Running Form Analysis Based on Impact Dynamics: A Minimally Complex Mechanical Model
Abstract
Biomechanical models of different complexity are used to understand the dynamics of human running. Low degrees-of-freedom models are appropriate for the prediction of the effect of certain parameter changes. We present a minimally complex biomechanical model which characterizes the effects of foot strike pattern and shank angle on the ground-foot impact intensity, which influences the risk of injuries and energy efficiency.
A three segment leg model (thigh, shank and foot) is proposed combined with the mass of the rest of the body parts concentrated in the hip. The ground-foot impact intensity and the absorbed kinetic energy are analyzed using multibody dynamics tools.

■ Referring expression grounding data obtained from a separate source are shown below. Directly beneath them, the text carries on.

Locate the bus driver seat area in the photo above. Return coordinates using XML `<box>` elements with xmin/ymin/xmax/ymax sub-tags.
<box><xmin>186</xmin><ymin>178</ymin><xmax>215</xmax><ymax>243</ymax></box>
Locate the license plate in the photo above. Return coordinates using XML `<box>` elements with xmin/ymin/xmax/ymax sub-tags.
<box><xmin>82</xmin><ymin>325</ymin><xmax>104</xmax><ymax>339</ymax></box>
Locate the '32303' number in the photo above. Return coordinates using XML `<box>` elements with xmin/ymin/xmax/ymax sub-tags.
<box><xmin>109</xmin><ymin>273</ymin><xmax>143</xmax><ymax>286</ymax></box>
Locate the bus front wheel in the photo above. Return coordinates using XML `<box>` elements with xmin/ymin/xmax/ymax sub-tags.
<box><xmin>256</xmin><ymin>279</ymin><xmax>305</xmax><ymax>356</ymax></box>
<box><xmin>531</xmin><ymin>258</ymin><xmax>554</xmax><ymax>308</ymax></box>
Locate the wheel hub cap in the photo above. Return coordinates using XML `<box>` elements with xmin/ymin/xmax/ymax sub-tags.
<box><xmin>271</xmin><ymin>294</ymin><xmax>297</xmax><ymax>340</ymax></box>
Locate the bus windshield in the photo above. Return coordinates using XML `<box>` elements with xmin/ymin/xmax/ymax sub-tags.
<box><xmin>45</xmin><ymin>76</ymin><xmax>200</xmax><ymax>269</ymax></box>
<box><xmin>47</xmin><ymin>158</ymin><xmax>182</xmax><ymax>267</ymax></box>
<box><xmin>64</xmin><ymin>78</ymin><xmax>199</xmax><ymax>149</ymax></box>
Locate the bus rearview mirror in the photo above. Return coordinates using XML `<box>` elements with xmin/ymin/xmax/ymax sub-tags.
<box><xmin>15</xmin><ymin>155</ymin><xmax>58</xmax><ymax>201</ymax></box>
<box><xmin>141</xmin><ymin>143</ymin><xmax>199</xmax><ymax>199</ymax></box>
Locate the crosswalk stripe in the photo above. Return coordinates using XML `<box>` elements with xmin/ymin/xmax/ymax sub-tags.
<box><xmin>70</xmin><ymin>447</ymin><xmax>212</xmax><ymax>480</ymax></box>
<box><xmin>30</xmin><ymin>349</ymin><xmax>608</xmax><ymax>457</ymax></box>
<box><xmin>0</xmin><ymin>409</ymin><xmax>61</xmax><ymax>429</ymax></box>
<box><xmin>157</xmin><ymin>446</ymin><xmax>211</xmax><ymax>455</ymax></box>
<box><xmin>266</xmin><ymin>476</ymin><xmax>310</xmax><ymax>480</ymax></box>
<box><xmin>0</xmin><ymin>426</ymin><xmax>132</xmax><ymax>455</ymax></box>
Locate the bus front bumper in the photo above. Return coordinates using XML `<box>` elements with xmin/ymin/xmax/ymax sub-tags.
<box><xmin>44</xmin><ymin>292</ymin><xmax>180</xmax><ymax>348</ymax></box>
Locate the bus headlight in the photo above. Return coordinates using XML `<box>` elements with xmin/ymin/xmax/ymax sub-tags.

The impact intensity was discovered in the parameter space of the angle of the thigh, the angle of the shank, the foot strike pattern and the running speed.
The results regarding the effect of strike pattern are in coincidence with the literature: forefoot strike implies lower impact intensity and energy absorption than rearfoot strike. However, in contrast of the previous result of a two segment foot model from the related literature, the calculations indicated that the shank angle highly affects the impact intensity: the impact intensity can be reduced by foot touchdown under the hip. We showed that foot and shank cannot be analyzed in itself without considering the thigh and the total body weight, and we also confirmed that the horizontal velocity cannot be neglected when foot impact is analyzed.